Isto parece ajustar-se a Oakland: surgiram menos bebidas associadas a menus combinados nos pedidos, mas as calorias da bebida mantiveram-se estáveis quando a escolha incluía uma.
Para decisores políticos, esta distinção importa, porque a mesma redução de calorias pode resultar de decisões do consumidor muito diferentes.
Preços demasiado baixos para fazer diferença
A maioria dos impostos norte-americanos sobre bebidas açucaradas, neste período, acrescentou apenas um a dois cêntimos por onça (cerca de 28 g).
A este nível, muitos clientes poderão reagir pouco, sobretudo quando a refeição completa pesa mais do que o preço da bebida.
As encomendas em restaurantes tendem a ser especialmente rígidas porque as pessoas chegam muitas vezes já com a refeição em mente, e não com um “orçamento” para bebidas.
“Estes resultados sugerem que os impostos sobre bebidas açucaradas podem não ser eficazes a reduzir o consumo de calorias de bebidas em restaurantes de restauração rápida, em comparação com os supermercados”, afirmou Rummo.
O que os dados não captaram
Um ponto cego estava no consumo dentro do restaurante, porque as bebidas de fonte com auto-serviço mantiveram as calorias das bebidas consumidas no interior fora do conjunto de dados.
A equipa conseguiu acompanhar bem os pedidos no serviço ao carro, mas não conseguiu apurar quanto refrigerante cada pessoa serviu no interior.
O Condado de Cook, a região da área de Chicago onde se localizava a maior parte dos restaurantes taxados, representou 47 dos 60 locais, e o imposto terminou ao fim de quatro meses.
Estas lacunas não anulam o resultado, mas limitam até onde ele deve ser extrapolado.
Como diferem estudos anteriores
Fora dos restaurantes, a literatura de revisão mais ampla parece mais robusta, com impostos sobre bebidas implementados associados a 15% menos vendas.

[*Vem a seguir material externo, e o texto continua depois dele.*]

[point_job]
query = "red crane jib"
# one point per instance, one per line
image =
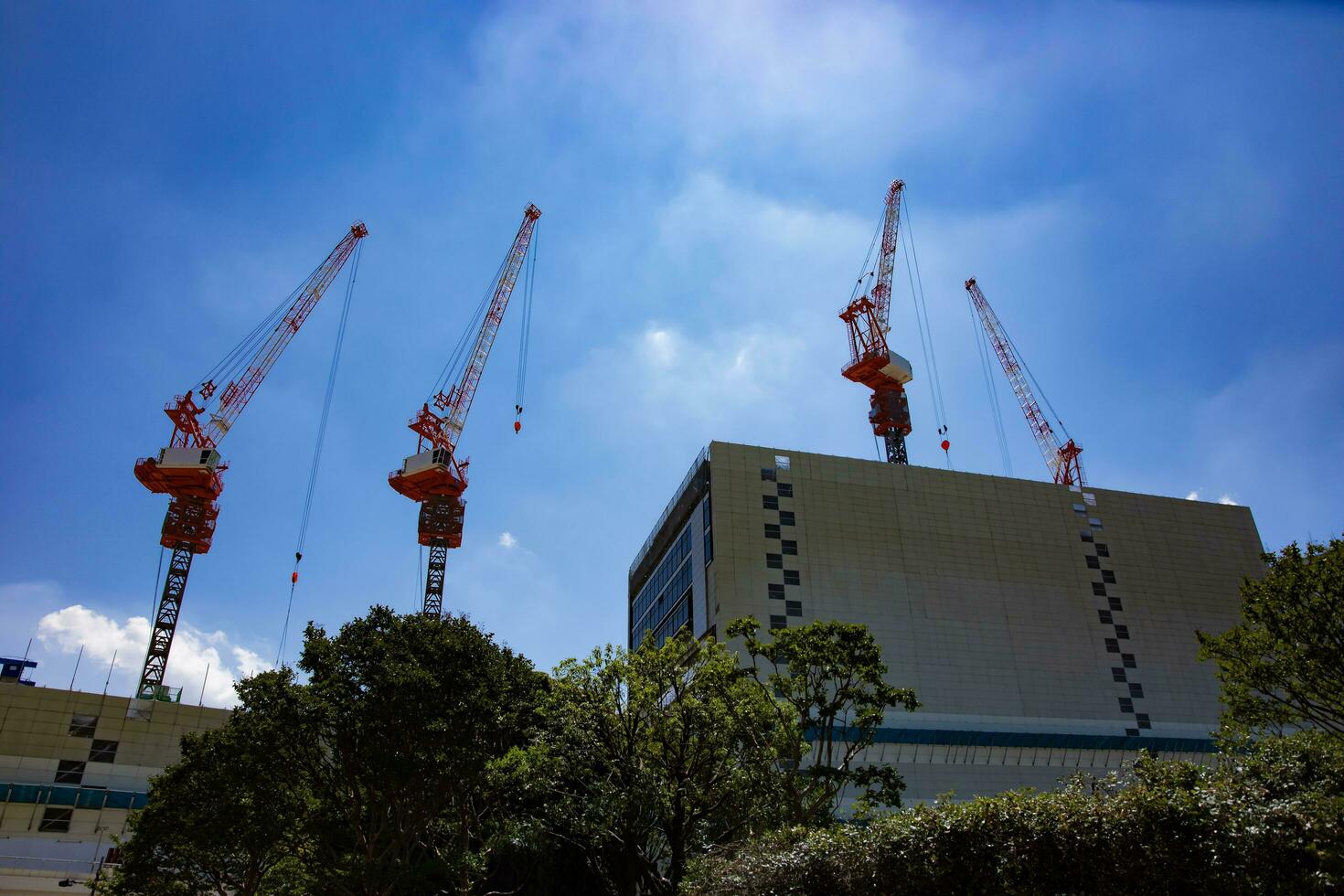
(434, 473)
(190, 469)
(1061, 457)
(871, 361)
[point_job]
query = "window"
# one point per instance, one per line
(82, 726)
(69, 772)
(707, 524)
(102, 752)
(56, 821)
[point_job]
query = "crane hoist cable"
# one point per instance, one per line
(190, 469)
(436, 475)
(525, 337)
(317, 448)
(930, 354)
(991, 387)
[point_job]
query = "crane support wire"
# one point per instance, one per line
(1037, 384)
(866, 272)
(317, 448)
(453, 367)
(525, 338)
(987, 368)
(240, 355)
(930, 354)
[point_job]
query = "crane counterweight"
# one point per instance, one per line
(871, 360)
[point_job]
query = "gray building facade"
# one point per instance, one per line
(1044, 629)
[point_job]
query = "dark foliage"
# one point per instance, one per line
(1270, 821)
(1284, 664)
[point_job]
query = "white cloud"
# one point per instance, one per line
(844, 80)
(192, 652)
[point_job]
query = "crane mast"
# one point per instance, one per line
(1061, 457)
(190, 469)
(434, 475)
(871, 361)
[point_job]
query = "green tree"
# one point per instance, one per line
(1284, 664)
(226, 818)
(829, 687)
(1269, 819)
(651, 756)
(402, 719)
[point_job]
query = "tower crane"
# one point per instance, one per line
(436, 475)
(871, 361)
(190, 470)
(1061, 457)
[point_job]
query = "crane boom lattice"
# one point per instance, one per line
(190, 470)
(1061, 457)
(436, 475)
(871, 360)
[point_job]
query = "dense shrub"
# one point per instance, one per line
(1269, 821)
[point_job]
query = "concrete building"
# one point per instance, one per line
(71, 769)
(1044, 629)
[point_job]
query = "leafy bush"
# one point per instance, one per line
(1267, 821)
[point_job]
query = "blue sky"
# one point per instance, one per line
(1149, 195)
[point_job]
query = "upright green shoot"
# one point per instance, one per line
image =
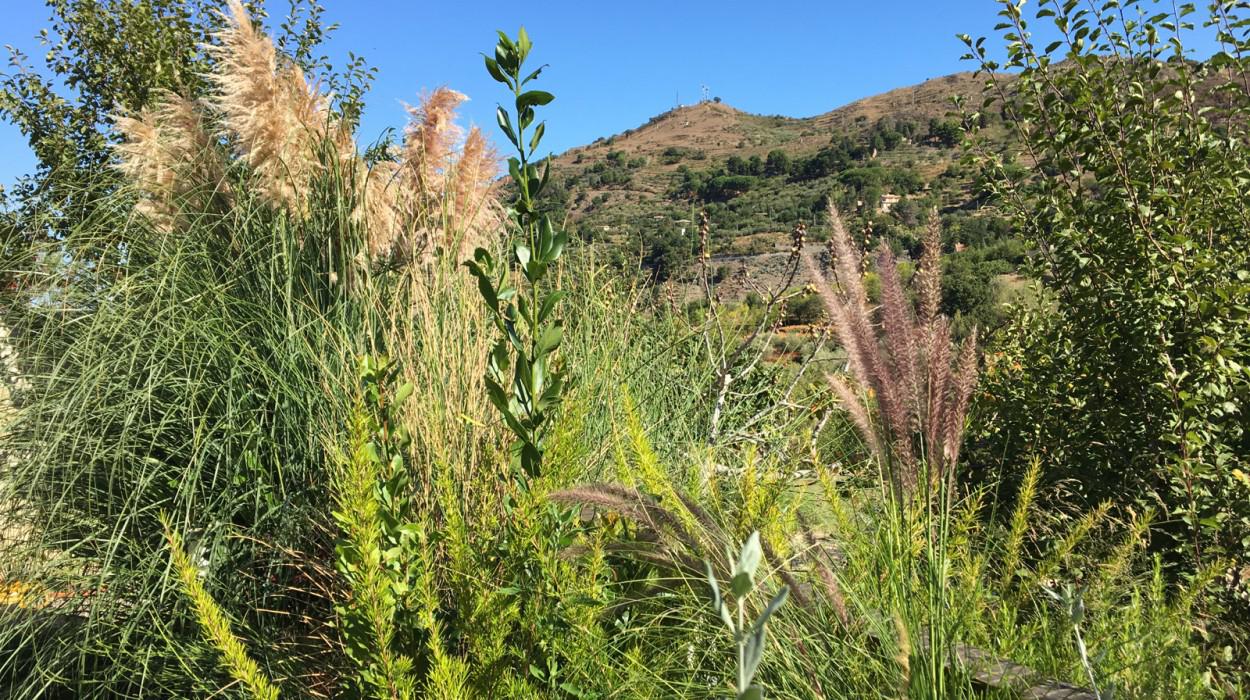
(523, 314)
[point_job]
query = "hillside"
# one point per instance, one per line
(885, 160)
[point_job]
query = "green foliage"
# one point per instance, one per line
(1131, 380)
(379, 555)
(749, 639)
(536, 384)
(216, 626)
(945, 131)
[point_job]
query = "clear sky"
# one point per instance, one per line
(615, 64)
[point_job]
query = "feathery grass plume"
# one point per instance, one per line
(269, 110)
(914, 405)
(443, 185)
(168, 154)
(216, 625)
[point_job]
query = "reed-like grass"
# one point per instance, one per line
(186, 358)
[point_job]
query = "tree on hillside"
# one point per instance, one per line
(778, 163)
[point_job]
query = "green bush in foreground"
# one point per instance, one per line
(258, 455)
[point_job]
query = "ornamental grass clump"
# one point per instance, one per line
(910, 384)
(434, 193)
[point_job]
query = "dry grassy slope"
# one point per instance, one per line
(720, 131)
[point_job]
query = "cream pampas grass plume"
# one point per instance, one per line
(903, 395)
(438, 190)
(443, 184)
(168, 155)
(268, 109)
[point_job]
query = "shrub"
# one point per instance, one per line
(1131, 379)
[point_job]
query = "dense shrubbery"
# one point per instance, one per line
(269, 441)
(1131, 380)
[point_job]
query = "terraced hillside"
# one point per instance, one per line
(884, 160)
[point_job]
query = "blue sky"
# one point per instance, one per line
(615, 64)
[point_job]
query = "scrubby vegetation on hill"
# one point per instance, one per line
(293, 419)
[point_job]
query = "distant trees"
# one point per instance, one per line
(945, 131)
(776, 164)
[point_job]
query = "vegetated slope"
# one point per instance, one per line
(884, 160)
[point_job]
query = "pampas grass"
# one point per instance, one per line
(436, 193)
(908, 401)
(166, 154)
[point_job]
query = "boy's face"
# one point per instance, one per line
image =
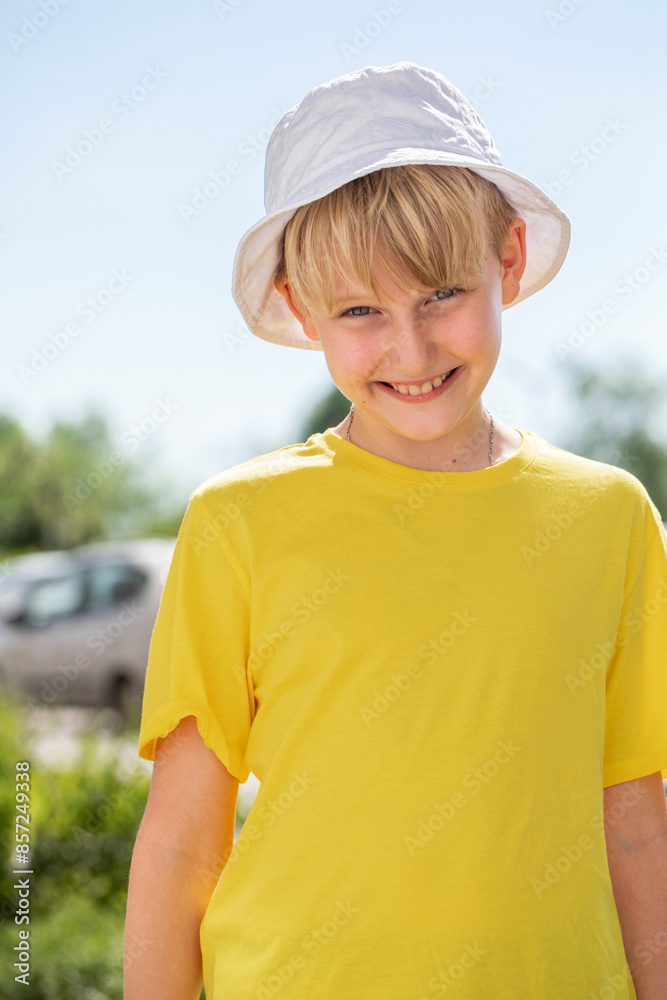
(416, 363)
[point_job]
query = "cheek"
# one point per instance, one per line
(350, 358)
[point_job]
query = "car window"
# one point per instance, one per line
(53, 599)
(112, 583)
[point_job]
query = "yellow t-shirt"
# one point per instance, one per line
(433, 676)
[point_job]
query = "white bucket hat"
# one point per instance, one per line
(380, 116)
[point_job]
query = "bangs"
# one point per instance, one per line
(423, 224)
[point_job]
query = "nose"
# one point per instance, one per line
(410, 348)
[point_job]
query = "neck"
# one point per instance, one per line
(473, 444)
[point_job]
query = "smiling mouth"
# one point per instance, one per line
(420, 389)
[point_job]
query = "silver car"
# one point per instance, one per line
(75, 626)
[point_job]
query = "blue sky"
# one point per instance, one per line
(135, 300)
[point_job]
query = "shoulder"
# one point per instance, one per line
(597, 485)
(283, 469)
(588, 472)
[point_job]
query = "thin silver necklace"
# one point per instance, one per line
(349, 424)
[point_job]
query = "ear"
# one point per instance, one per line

A evidência em restaurantes tem sido mais escassa, e uma análise anterior em Filadélfia encontrou quedas sobretudo em bebidas de sumo abrangidas pelo imposto.
Isto torna o novo artigo relevante não por ter encerrado o debate, mas por ter testado vários locais em simultâneo.
O contraste sugere que menus de restaurante, pacotes de refeição e rotinas podem desviar os efeitos das políticas de formas que os corredores dos supermercados não reproduzem.
Política para além das bebidas
Duas cidades ainda deram sinais de que algo mais pode ter mudado, mesmo quando as calorias das bebidas, por si só, se recusaram a descer.
Filadélfia apresentou menos calorias totais por pedido, e Oakland mostrou uma descida semelhante, apontando para alterações mais amplas no que as pessoas escolheram comer.
O debate público em torno dos impostos pode ter influenciado escolhas de forma indirecta, ou os clientes podem ter mudado para refeições mais pequenas.
Rummo defendeu que os impostos nos Estados Unidos podem simplesmente ser demasiado reduzidos para alterar o comportamento de clientes de restauração rápida.
Direcção do imposto sobre bebidas açucaradas
A lição mais clara é que um imposto pode funcionar nos supermercados e, ainda assim, falhar o alvo na janela do serviço ao carro.
Impostos mais elevados, mudanças de menu mais fortes ou regras que separem as bebidas dos menus combinados podem ser mais determinantes do que pequenas sobretaxas, por si só.